In fact that gentleman was minute by minute demonstrating his peculiar fitness for the task he had so cheerfully undertaken. The superior horsemanship of the London hackney cabman needs no exploitation, and he in whose hands rested the fate of the Calendar treasure was peer of his compeers. He was instant to advantage himself of every opening to forward his pliant craft, quick to foresee the fortunes of the way and govern himself accordingly.
Estimating with practised eye the precise moment when the police supervisor of traffic at the junction of Parliament and Bridge Streets, would see fit to declare a temporary blockade, he so managed that his was the last vehicle to pass ere the official wand, to ignore which involves a forfeited license, was lifted; and indeed, so close was his calculation that he escaped only with a scowl and word of warning from the bobby. A matter of no importance whatever, since his end was gained and the pursuing cab had been shut off by the blockade.
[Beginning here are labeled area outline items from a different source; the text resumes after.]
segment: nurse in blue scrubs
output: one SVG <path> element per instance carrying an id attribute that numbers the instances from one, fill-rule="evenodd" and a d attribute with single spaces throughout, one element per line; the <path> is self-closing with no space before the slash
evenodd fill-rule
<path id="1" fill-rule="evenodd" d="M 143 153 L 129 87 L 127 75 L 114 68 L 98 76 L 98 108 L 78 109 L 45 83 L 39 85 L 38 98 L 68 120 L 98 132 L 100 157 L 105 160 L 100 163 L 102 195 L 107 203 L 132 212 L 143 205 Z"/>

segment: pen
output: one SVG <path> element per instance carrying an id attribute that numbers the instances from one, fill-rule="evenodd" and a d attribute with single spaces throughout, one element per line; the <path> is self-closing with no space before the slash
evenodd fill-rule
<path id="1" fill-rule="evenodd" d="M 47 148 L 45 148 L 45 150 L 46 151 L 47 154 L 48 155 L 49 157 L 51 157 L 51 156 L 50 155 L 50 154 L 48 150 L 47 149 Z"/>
In Calendar's driver, however, he had an adversary of abilities by no means to be despised. Precisely how the man contrived it, is a question; that he made a detour by way of Derby Street is not improbable, unpleasant as it may have been for Stryker and Calendar to find themselves in such close proximity to "the Yard." At all events, he evaded the block, and hardly had the chase swung across Bridge Street, than the pursuer was nimbly clattering in its wake.
Past the Houses of Parliament, through Old Palace Yard, with the Abbey on their left, they swung away into Abingdon Street, whence suddenly they dived into the maze of backways, great and mean, which lies to the south of Victoria. Doubling and twisting, now this way, now that, the driver tooled them through the intricate heart of this labyrinth, leading the pursuers a dance that Kirkwood thought calculated to dishearten and shake off the pursuit in the first five minutes. Yet always, peering back through the little peephole, he saw Calendar's cab pelting doggedly in their rear—a hundred yards behind, no more, no less, hanging on with indomitable grit and determination.